Mindaugas Kulbis / AP
A pedestrian walks along the banks of the Neris river in chilly Vilnius, Lithuania, where residents are finding themselves increasingly squeezed by high gas prices charged by the Russian monopoly Gazprom. In the past seven years, the retail price of natural gas pumped from Siberia has increased 450 percent.
While gas prices have tended to fall globally in recent years thanks to deposits of shale gas in the U.S. and other places, Lithuanian households have looked on in horror in the past seven years as the retail cost of natural gas pumped from Siberia leapt 450 percent ? from $169 to $769 per 1,000 cubic meters.
Lithuania, a country of 3 million people, currently pays Russia a wholesale price of about $540 per 1,000 cubic meters of natural gas piped from Siberia, roughly 15 percent more than Baltic neighbors Latvia and Estonia and 25 percent more than Germany.
Many Lithuanians feel they are being punished by Russia for unsolved political issues, just as the Kremlin has used gas supplies to goad Ukraine and Belarus over political and economic disputes.

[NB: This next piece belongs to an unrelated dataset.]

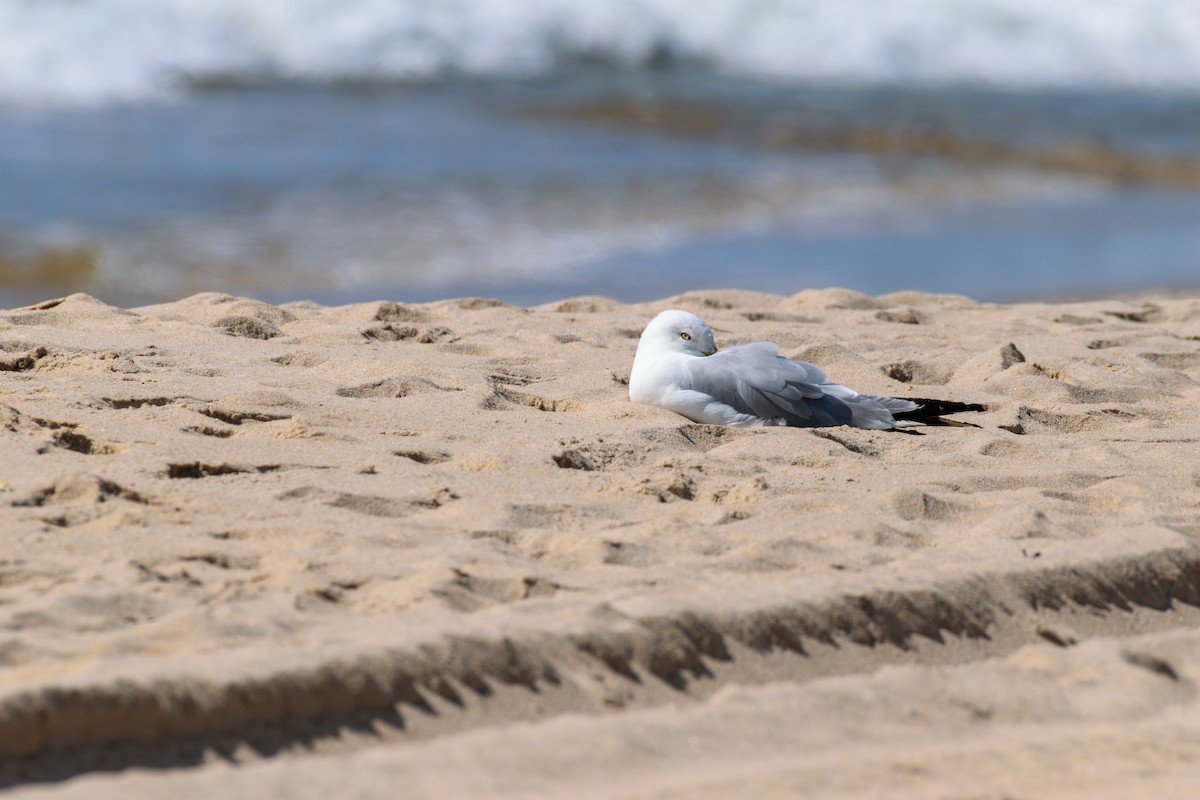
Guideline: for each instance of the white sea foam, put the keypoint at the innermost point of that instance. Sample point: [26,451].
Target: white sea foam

Lithuania has demanded compensation from Moscow for alleged damages incurred during the Soviet occupation from 1945 to 1991 and last year enacted a European Union directive to separate gas supply and distribution, a direct blow to Russia's commercial interests in the country. Estonia and Latvia, which also receive all their gas from Russia, have done neither ? and, not surprisingly, enjoy cheaper prices.
Russia's state-owned gas monopoly, Gazprom, rarely comments on gas price deals with individual countries, using the secrecy to haggle with each individual nation separately ? playing one off the other ? in what is seen as an extension of Kremlin foreign policy.
Mikhail Mokrushin / AFP - Getty Images, file
Gazprom chief executive Alexei Miller, left, has the ear of Russian Prime Minister Dmitry Medvedev. The two are shown at a January visit to a new power plant in Sochi.
Lithuania has a long-term supply agreement with Gazprom that expires in 2015. Russia has justified the price rises by saying the deal allows it to index gas rates to oil prices. The catch is that Russia has given discounts to friendly nations while sticking to the full price for those with which it has disputes.
"We believe Lithuania should pay a fifth less than it does now," Prime Minister Algirdas Butkevicius recently told reporters.
Lithuania's previous center-right government sued Gazprom in international arbitration court for $1.9 billion over gas price hikes and has called on the EU to investigate the company's alleged unfair pricing policies. Butkevicius, however, is willing to scrap the litigation in exchange for cheaper gas.
Regardless of the legal outcome, heating now seems a luxury many Lithuanians can't afford ? and with tragic consequences. Last winter a 77-year-old pensioner in the southern district of Alytus was found frozen to death in his house. In another case, an 80-year-old woman who lived alone died in her bed in 2011, her body stuck to the frozen bed sheets.
Many people who can't afford their heating bill don't pay it, resulting in an increasingly large income hole that utilities fear they'll never recover. In Vilnius, the total amount of unpaid heating bills surpassed $15 million last year, while in Kaunas, Lithuania's second largest city, the number was $17 million.
Toma Gajauskiene, a 25-year-old Lithuanian language teacher, feels that she's drowning in unpaid heating bills for her apartment in a high-rise building. She earns some 1,200 litas ($460) per month and has a small child and unemployed husband to support.
"Last December was not too cold, but the heating bill stands at 500 litas, almost half of what I make," Gajauskiene said. "For January the bill will be at least double, but I simply cannot pay more than 300 litas for heating because my family will not have money to buy food."